Valdemar Bandolowski of Denmark remains in fourth, now on 64 points but German Tommy Muller’s overnight second place took a hammering with today’s 16th and 23rd places so he drops into fifth with 70 points. Behind Muller local sailor Eric Williams is sixth (72 pts) with Ireland’s Simon Brien seventh (75 pts), Denmark’s Frank Berg eighth (76 pts), Artem Shayduko of Russia ninth (78 pts) and Sweden’s Tom Lofstedt tenth (81.7 pts)
At the start of yesterday morning’s race local girl Julia Bailey was a woman on a mission. She and her crew, husband Graham and David Heritage, took possession of the committee boat end and then immediately tacked off to the right. The majority preferred to head left looking for the wind bend on the north shore but Julia was on the money and rounded well clear at the windward mark.
Bailey looked supremely confident for the next three legs happily holding off all challengers to lead at the final leeward mark from Selko and Pay. Poul-Richard Hoj-Jensen of Denmark had sailed a blinding last run to move up from the cheap seats into fourth with Williams fifth, Nicholson sixth, Gray seventh and Hendriksen eighth.

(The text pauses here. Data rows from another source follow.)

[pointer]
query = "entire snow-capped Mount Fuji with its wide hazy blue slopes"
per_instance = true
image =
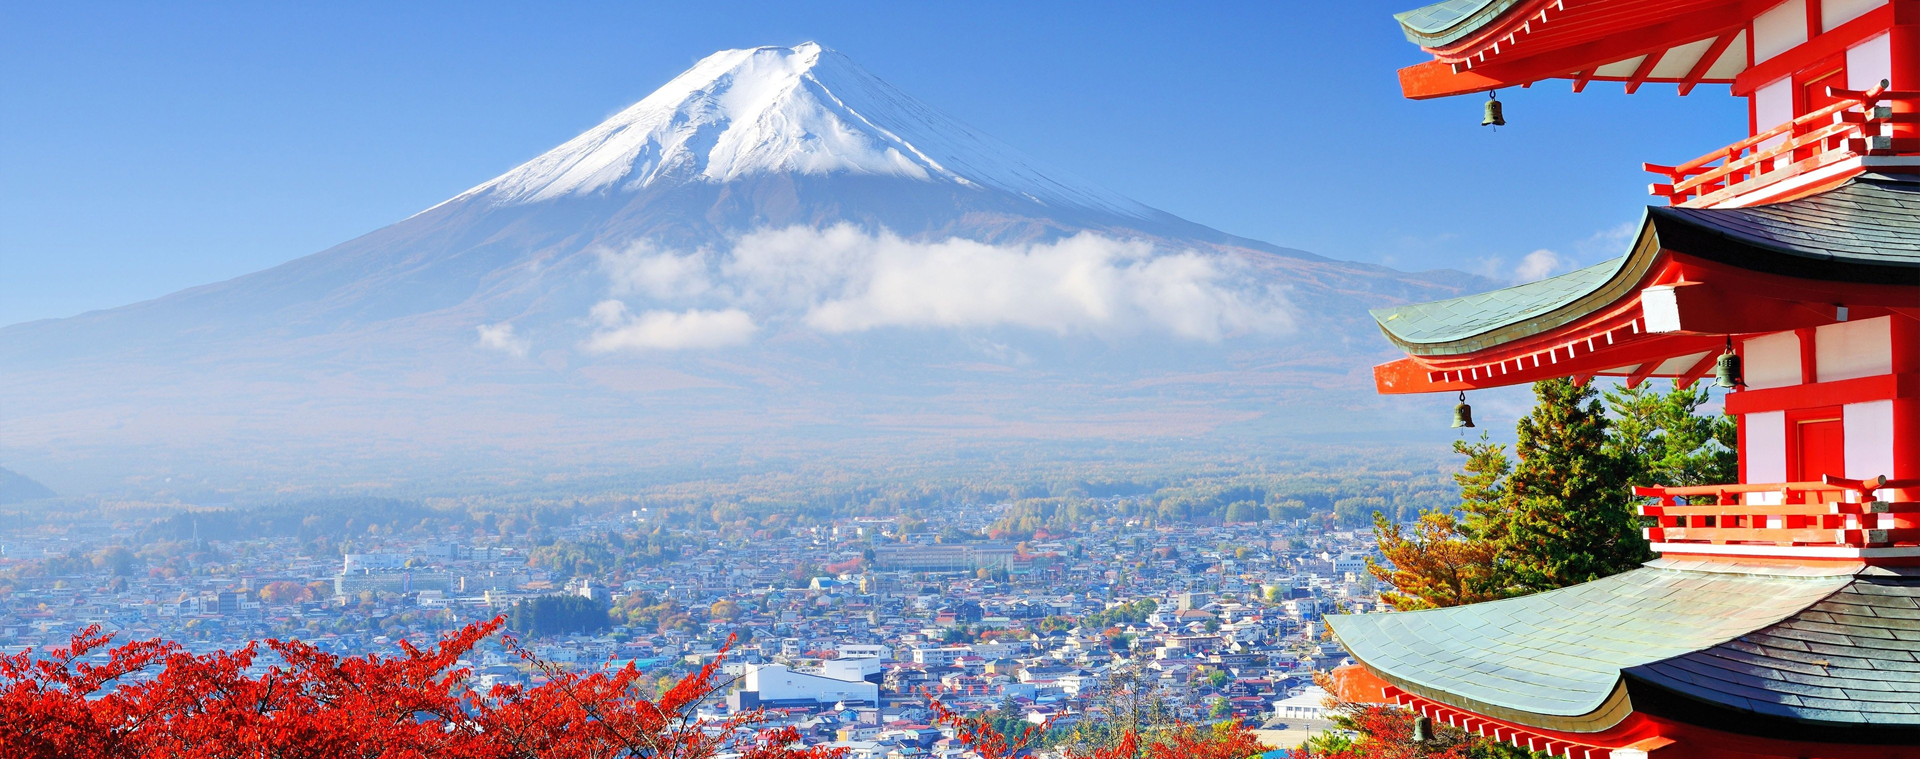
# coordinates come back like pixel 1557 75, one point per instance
pixel 777 257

The final beat was to be a real cliff hanger as Bailey and Selko split tacks. It was clear that Selko was gaining ground but as they approached the line it was neck and neck and the two boats crossed so close together that even the competitors didn’t know which had one. Only the sharp eyes of the Royal Yacht Squadron’s man on the line were able to confirm that Selko had taken the race by a hair’s breadth from Bailey. Hoj-Jensen sailed his best race of the regatta so far to take third with Pay fourth, Lofstedt fifth, Ezhkov sixth, Nicholson seventh and Williams eighth. Gray and Hendriksen rounded out the top ten.
After a short delay as the wind settled and PRO John Grandy and his team re-laid their course along the Bramble Bank race six, the penultimate race in the series, was away. This time Maksim Semerkanov of Russia came out of the first beat in the lead with Williams, Rob Campbell of Britain, Bandolowski, Lofstedt, Peter Warrer, also of Denmark, and Cowes Fleet Captain Gavia Wilkinson-Cox in pursuit. Frank Berg, Antonio Correia and Oleg Khopersky completed the top ten after the first beat.
From here on in Semerkanov was never seriously challenged and Williams comfortably held second. Lofstedt moved into third place on the first run and was followed into the leeward mark by Bandolowski, Berg and Correia with Wilkinson-Cox still seventh and Campbell eighth.
On the second beat the top four began to stretch away as Correia moved up into fifth and Wilkinson-Cox took sixth. Berg was now seventh just ahead of Simon Brien from Ireland. On the final run Campbell and Berg swapped places but everyone else held steady. At the line after the final beat it was Semerkanov, Williams, Lofstedt, Bandoloswki and Correia with Cambell and Wilkinson-Cox swapping places in the closing moments to finish sixth and seventh respectively. Berg took eighth with Brian ninth and fellow Irishman Neil Hegarty tenth.